Impacto económico en los conductores
En el caso específico de España, el análisis revela que los usuarios de vehículos de combustión interna están asumiendo sobrecostes aproximados de 60 euros al mes. Esto ocurre incluso tras considerar medidas paliativas como la reducción temporal del IVA. En contraste, aquellos ciudadanos que han optado por la movilidad eléctrica disfrutan de ahorros que se sitúan cerca de los 11 euros mensuales.
Desde el inicio de las hostilidades recientes en la región mencionada, se estima que las cuentas de resultados de estas grandes empresas ya se han visto beneficiadas por unos 1.300 millones de euros adicionales. Según T&E, esta riqueza imprevista proviene mayoritariamente del bolsillo de los consumidores, quienes quedan desprotegidos ante la volatilidad de los mercados petroleros en momentos de incertidumbre geopolítica.
Propuesta de un nuevo marco fiscal
Ante esta realidad, la organización ambientalista urge a las instituciones de la Unión Europea a implementar nuevamente un impuesto temporal sobre los beneficios inesperados de las firmas de combustibles fósiles. La estrategia planteada busca que la recaudación de este tributo se use para:
- Disminuir la vulnerabilidad económica de la población y el sector productivo ante futuras crisis del petróleo.
- Financiar la electrificación total del transporte terrestre.
- Expandir la red de infraestructura de recarga para vehículos eléctricos en todo el territorio comunitario.
Comparativa de costes de movilidad
El informe detalla cifras reveladoras sobre el gasto energético mensual basado en patrones de uso medios. Tomando como referencia un precio de carburante cercano a los dos euros por litro, los datos indican lo siguiente:
- Vehículo de gasolina: El gasto medio en España asciende a 142 euros mensuales.
- Vehículo eléctrico: El coste se reduce drásticamente a unos 48 euros al mes.
Bajo estos parámetros, se concluye que desplazarse de forma eléctrica es entre un 55% y un 66% más económico que utilizar motores tradicionales, dependiendo de si se emplean cargadores rápidos de alta potencia o redes convencionales.
Resiliencia frente a la dependencia del crudo
Un dato crítico subrayado por T&E es que los conductores de coches a gasolina o diésel están cinco veces más expuestos a los cambios bruscos en el precio del petróleo que los usuarios de coches eléctricos.
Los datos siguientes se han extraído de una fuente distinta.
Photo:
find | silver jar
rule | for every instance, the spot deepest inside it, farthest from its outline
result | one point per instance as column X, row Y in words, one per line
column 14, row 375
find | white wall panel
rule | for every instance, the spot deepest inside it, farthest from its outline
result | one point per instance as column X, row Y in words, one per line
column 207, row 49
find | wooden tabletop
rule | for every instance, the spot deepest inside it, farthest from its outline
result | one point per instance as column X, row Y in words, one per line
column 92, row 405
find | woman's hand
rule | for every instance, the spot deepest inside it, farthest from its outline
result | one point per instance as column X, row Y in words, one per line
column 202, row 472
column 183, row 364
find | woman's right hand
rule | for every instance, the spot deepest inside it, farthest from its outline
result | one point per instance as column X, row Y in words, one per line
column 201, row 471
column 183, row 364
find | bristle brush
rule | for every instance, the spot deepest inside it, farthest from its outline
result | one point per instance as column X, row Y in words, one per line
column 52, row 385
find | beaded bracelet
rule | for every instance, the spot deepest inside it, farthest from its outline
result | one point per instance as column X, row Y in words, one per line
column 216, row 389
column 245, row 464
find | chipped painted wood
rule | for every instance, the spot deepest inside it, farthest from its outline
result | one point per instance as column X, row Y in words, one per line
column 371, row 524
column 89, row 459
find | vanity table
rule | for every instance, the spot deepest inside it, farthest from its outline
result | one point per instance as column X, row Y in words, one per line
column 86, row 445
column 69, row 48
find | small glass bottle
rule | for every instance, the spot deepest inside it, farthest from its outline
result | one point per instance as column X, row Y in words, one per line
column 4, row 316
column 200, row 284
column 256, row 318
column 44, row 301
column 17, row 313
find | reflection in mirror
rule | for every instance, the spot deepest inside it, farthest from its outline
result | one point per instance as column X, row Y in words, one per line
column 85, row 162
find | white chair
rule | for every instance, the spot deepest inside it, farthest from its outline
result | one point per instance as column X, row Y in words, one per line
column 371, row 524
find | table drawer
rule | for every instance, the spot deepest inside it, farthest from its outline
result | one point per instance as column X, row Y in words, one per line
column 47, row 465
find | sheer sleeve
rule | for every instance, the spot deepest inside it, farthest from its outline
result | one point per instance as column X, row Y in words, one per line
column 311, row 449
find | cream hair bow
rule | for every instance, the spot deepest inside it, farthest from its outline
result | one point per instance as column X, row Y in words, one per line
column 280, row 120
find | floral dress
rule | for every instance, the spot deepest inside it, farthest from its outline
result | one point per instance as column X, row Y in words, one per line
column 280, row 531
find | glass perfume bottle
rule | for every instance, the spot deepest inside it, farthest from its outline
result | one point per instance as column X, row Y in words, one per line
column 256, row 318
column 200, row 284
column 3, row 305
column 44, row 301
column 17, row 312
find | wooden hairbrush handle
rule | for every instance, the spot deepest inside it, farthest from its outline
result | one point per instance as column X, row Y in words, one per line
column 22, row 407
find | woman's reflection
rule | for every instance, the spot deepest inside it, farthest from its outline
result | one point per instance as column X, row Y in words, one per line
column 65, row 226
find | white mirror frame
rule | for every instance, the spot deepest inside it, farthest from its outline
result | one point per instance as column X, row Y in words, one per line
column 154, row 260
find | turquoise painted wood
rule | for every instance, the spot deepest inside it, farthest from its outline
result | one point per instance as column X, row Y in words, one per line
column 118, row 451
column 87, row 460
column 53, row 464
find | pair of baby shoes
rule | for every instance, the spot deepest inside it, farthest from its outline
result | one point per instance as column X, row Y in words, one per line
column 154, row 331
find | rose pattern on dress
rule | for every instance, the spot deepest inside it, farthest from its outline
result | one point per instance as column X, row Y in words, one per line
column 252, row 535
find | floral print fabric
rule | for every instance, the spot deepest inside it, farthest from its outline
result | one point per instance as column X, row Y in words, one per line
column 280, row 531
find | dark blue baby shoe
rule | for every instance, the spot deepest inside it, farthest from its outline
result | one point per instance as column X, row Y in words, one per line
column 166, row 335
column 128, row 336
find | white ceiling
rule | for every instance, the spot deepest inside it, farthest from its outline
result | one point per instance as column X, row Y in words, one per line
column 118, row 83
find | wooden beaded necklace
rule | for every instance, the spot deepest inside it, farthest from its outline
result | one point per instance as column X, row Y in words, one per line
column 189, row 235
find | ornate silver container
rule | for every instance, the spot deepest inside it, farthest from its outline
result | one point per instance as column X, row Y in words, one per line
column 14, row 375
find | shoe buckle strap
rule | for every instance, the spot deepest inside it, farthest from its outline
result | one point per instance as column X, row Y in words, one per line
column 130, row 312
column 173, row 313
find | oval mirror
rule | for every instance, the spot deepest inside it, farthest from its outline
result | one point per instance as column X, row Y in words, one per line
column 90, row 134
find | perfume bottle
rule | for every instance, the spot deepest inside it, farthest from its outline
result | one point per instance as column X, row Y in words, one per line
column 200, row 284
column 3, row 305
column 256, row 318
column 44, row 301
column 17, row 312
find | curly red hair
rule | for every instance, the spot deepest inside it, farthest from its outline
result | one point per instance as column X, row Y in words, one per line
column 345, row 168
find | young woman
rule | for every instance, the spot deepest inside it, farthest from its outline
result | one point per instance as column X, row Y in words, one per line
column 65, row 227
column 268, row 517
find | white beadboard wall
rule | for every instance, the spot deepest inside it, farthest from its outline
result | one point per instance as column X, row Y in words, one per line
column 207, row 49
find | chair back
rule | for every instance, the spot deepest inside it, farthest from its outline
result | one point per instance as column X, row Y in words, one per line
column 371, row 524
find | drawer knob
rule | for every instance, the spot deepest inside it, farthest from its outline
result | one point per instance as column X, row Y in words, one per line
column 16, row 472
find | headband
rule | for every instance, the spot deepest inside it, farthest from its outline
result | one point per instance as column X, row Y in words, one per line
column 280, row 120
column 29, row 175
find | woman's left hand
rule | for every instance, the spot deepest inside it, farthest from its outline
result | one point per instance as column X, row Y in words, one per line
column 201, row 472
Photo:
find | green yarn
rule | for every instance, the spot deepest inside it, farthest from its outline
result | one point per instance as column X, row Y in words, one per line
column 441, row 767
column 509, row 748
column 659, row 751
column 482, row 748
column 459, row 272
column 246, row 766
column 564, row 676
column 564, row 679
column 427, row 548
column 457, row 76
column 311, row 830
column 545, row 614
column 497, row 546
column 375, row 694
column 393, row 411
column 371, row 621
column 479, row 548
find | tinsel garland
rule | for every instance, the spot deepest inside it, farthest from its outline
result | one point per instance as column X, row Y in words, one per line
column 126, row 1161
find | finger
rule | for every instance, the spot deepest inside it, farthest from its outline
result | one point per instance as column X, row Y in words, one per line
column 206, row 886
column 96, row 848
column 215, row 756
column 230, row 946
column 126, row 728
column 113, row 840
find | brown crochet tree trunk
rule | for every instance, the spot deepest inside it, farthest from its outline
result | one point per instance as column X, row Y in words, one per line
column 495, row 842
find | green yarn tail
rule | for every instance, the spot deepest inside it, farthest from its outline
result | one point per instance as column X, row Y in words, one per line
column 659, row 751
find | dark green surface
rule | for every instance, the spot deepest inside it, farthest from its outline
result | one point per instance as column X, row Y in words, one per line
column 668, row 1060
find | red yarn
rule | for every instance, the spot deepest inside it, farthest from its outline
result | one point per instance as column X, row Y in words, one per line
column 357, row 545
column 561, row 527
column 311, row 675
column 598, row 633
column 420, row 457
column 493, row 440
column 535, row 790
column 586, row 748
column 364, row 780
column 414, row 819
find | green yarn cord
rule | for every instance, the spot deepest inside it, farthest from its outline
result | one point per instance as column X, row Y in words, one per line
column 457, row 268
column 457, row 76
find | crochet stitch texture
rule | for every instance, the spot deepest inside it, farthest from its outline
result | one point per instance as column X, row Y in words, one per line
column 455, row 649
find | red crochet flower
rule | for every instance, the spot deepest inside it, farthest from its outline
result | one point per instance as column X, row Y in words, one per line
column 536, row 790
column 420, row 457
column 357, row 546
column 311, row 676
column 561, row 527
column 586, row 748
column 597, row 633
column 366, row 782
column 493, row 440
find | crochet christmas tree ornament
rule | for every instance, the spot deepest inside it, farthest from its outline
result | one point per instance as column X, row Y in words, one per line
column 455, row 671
El efecto es todavía más pronunciado en flotas comerciales y en conductores que cubren largas distancias diariamente, donde el impacto de los combustibles fósiles es notorio.
Finalmente, se enfatiza que reinvertir los beneficios extraordinarios en tecnología limpia es la vía fundamental para que la economía europea rompa su dependencia de las importaciones de crudo. La organización sostiene que fortalecer la infraestructura de carga y acelerar el reemplazo de vehículos convencionales no solo blinda el sistema frente a perturbaciones externas, sino que alivia significativamente los presupuestos de las familias y empresas en el sector transporte.